Routt Reigart of the Medical University of South Carolina wrote that allowing

human testing " lays the ground for a flood of research that should not be

conducted and should not be accepted by the EPA for regulatory purposes. " In

an editorial today, the Los Angeles Times noted that Lockheed Martin claims " It

is trying to promote science and human health, but the study is designed in ways

that could downplay perchlorate's dangers. . . . Regulators should be wary of

dubious research like the Lockheed study. " The director of the Loma Linda

study, Dr. Anthony Firek, defended the use of human subjects by saying that

perchlorate is also used as a therapeutic drug in rare cases to treat

hyperthyroidism. He said if perchlorate were only a toxic

pollutant, he would have declined to conduct the human tests. But use of

perchlorate as a hyperthyroidism treatment has been discredited for more than 30

years. In 1966 Israeli researchers conducted a study in which large doses of

perchlorate were fed to a group of 76 patients with hyperthyroidism. The study

found 10 serious complications among the group, including two deaths, one of a

patient who developed aplastic anemia, where bone marrow fails to produce blood

cells, and another who died of agranulocytosis, where there is a marked decrease

in a type of white blood cell critical to immune function. In addition to the

fatalities, there were two more cases of agranulocytosis and two of leukopenia,

a significant decrease of white blood cell count. The authors wrote: " In our

opinion the results do not justify the continued use of perchlorate in the

therapy of thyrotoxicosis. " In a report on the Loma Linda tests in this week's

U.S. News & World Report, Dr.

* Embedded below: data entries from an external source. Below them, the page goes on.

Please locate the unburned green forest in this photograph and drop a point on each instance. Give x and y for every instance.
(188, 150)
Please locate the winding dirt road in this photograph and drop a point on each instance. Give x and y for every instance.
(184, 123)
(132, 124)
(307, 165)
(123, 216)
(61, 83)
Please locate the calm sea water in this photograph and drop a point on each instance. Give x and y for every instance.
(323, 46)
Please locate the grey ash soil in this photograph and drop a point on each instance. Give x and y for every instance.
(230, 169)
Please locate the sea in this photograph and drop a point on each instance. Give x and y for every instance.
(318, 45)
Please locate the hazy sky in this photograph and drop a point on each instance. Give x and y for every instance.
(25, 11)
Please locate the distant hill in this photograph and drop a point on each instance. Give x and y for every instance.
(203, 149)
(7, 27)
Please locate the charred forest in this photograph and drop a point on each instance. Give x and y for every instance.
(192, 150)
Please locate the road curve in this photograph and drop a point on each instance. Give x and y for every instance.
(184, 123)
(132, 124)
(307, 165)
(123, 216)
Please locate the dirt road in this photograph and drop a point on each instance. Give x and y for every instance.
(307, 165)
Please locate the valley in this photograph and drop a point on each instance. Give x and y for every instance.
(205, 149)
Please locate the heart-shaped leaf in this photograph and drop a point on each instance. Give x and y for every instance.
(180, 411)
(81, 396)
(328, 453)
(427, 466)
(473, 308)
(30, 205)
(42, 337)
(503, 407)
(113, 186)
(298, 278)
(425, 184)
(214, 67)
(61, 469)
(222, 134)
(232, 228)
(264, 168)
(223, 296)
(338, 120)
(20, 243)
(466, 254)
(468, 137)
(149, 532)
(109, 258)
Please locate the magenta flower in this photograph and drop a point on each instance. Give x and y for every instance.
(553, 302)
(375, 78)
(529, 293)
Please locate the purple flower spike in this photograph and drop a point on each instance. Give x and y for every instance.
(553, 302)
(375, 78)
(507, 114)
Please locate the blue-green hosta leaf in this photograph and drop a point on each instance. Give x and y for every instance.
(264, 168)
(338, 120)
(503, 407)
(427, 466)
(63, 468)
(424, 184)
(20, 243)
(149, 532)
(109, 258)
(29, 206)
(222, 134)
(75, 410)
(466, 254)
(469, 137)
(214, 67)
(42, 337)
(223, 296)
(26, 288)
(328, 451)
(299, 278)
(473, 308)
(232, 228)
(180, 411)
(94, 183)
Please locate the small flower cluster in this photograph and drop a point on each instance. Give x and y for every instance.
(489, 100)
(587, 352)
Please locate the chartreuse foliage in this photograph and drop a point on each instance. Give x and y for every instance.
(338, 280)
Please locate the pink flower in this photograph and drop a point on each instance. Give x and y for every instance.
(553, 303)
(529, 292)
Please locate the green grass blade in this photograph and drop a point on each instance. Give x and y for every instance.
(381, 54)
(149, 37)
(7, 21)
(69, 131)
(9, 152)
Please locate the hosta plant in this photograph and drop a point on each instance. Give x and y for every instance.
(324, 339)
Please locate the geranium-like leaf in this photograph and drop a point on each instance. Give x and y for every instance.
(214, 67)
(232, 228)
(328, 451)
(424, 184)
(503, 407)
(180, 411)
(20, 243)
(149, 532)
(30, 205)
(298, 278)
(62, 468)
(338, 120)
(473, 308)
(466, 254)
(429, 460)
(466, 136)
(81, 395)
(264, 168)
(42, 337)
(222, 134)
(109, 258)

Gina Solomon

of the Natural Resources Defense Council, member of a recent EPA advisory

committee, said: " They are giving people a chemical that flunked as a medicine. "

A recent study by the Arizona state health department of infants near Lake Mead,

Ariz., which is contaminated with perchlorate, found that many were born with

altered thyroid function. The director of the study, Dr. Ron Breckner, told EWG

he was surprised that the Loma Linda subjects were not told of the 1966 Israeli

study. In a letter to the president of Loma Linda University, EWG warned that

the ethical and scientific cloud over human testing means that " the human

subjects in this experiment, including Loma Linda University students in all

likelihood, will have accepted risks during the course of an experiment that

will yield results that are unusable for any regulatory purposes. " " I am

writing to express serious ethical, scientific, and policy concerns about this

human study, and to strongly urge the university

to terminate it immediately, " EWG President Ken Cook wrote in a Nov. 22 letter

to Loma Linda President B. Lyn Behrens. Cook said Loma Linda should not " be

complicit in a corporate strategy to permit long-term perchlorate contamination

of tap water, and associated exposure to many thousands of individuals in

proximity to the University, in large parts of Southern California, and in other

states. " Cook also urged the Jerry L. Pettis Memorial VA Center, where some of

the Loma Linda tests are being conducted, and Boston University, which employs

one of the researchers, to terminate their participation in the study.